MacOS – GNU version of locate – gupdatedb fails with “gfind: failed to read file names from file system”

catalinacommand linemacos

I try to test GNU version of locate command. First, I have to create the database like this :

sudo gupdatedb --prunepaths=/Volumes --output=$HOME/locatedb_gupdatedb

Unfortunately, 1 minute after launching the command, I still get the following error :

gfind: failed to read file names from file system at or below '/': No such file or directory

I don't understand where this error could come from ?

UPDATE 1: I replaced gfind by find commad and correct path of find which is /usr/bin/. Unfortunately, I get embarassing error messages like this when I launch the gupdatedb command like this :

sudo gupdatedb --prunepaths='/private/tmp /private/var/folders /private/var/tmp */Backups.backupdb /Volumes /System' --output=$HOME/locatedb_gupdatedb

Here the error messages :

find: /System/Volumes/Data/.Spotlight-V100: No such file or directory
find: /System/Volumes/Data/.PKInstallSandboxManager: No such file or directory
find: /System/Volumes/Data/.PKInstallSandboxManager-SystemSoftware: No such file or directory
find: /System/Volumes/Data/.cleverfiles: No such file or directory
find: /System/Volumes/Data/mnt: No such file or directory
find: /System/Volumes/Data/.DocumentRevisions-V100: No such file or directory
etc ...

I tried to modify into /usr/local/Cellar/findutils/4.7.0/libexec/bin/gupdatedb file, the option :

: ${FINDOPTIONS="2 > /dev/null"}

But the issue is this option is set in front of the command find, not at the end, so it is not correct in the following of the file.

Given the fact there a lot of find commands after in the script, I can't add manually each time the 2 > /dev/null terminal option.

Anyone could see how to suppress all these error messages from find command when I launch a gupdatedb command ?

UPDATE 2: I finally managed to create a database with gupdatedb (GNU version of MacOS updatedb command) by doing :

sudo gupdatedb --prunepaths='/private/tmp /private/var/folders /private/var/tmp */Backups.backupdb /System /Volumes' --output=$HOME/locatedb_gupdatedb

The issue now is, when I do a research on a substring of a file or directory, the informations seems to be duplicated in results (sub_string is simply the part of a file or directory name) :

For example, if I do a : glocate -d ~/locatedb_gupdatedb sub_string

Then, I have duplicates results like :

/System/Volumes/Data/Users/fab/sub_string.dat
/Users/fab/sub_string.dat

I don't know how to exclude '/System/Volumes/Data/' from these results : however, I have well specified in --prunepaths option the directory System, why isn't it taken into account in database created by gupdatedb ?

Or maybe I should perform a :

sudo gupdatedb --prunepaths='/private/tmp /private/var/folders /private/var/tmp */Backups.backupdb /System/Volumes/Data /Volumes' --output=$HOME/locatedb_gupdatedb

??

Any help is welcome to exclude this directory

/System/Volumes/Data

from indexing database.

UPDATE 3: Here is an example of quickly generating a database with updatedb on Debian 10 Buster.
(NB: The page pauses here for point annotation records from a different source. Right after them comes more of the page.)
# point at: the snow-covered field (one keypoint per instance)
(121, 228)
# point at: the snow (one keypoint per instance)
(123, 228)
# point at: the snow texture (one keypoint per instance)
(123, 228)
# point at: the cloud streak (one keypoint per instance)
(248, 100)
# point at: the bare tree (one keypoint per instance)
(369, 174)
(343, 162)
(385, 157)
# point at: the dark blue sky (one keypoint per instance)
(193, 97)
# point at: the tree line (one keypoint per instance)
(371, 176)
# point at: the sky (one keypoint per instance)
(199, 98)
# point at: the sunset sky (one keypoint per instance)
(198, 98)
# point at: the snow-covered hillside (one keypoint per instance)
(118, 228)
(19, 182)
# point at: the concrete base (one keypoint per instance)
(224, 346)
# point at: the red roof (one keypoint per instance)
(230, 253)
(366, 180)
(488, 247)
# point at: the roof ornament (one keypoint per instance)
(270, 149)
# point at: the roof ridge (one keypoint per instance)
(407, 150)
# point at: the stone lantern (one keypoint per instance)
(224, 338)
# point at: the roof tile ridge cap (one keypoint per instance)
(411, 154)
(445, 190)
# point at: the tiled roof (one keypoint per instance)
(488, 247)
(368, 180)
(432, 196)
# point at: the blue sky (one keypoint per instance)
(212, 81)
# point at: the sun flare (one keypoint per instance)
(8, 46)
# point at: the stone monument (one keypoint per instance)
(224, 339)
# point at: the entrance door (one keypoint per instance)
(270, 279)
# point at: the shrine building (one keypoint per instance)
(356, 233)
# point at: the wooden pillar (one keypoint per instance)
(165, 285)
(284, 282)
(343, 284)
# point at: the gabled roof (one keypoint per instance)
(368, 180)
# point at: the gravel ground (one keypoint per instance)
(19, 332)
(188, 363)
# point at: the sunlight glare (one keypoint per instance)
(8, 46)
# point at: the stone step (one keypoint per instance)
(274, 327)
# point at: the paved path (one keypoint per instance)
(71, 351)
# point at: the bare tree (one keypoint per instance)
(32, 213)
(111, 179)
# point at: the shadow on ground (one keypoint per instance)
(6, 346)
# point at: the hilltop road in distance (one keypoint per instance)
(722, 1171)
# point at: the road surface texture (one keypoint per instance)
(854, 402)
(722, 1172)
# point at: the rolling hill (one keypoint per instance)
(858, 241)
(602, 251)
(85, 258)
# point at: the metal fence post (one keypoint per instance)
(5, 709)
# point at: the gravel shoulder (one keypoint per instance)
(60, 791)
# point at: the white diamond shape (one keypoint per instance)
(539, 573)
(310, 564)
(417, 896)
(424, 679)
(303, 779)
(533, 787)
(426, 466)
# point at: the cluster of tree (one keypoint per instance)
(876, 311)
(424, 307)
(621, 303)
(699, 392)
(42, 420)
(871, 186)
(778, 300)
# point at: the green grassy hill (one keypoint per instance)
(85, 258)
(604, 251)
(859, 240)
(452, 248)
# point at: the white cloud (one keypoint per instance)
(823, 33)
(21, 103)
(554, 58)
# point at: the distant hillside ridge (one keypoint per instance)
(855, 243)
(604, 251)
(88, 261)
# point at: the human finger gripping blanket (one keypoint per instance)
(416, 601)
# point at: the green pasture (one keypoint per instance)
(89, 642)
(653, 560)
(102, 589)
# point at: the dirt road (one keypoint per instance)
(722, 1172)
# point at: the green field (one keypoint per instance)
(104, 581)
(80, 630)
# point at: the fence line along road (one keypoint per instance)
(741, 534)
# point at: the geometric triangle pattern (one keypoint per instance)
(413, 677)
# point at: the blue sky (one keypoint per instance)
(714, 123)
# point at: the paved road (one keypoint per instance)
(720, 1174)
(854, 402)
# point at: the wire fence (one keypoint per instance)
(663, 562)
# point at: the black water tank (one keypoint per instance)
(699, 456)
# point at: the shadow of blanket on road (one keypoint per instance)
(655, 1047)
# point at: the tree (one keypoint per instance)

Few modifications of normal using have been done between the timestamps of the 2 commands updatedb.

enter image description here

So I conclude there is a really a difference betweeen GNU/MacOS and GNU/Linux implementation.

Any explanation is welcome.

Best Answer

The problem here is that you are running GNU's updatedb with the macOS's find. gupdatedb is a shell script that expects to be running a GNU-compatible find. In particular, it converts --prunepaths to a GNU-compatible basic regular expression.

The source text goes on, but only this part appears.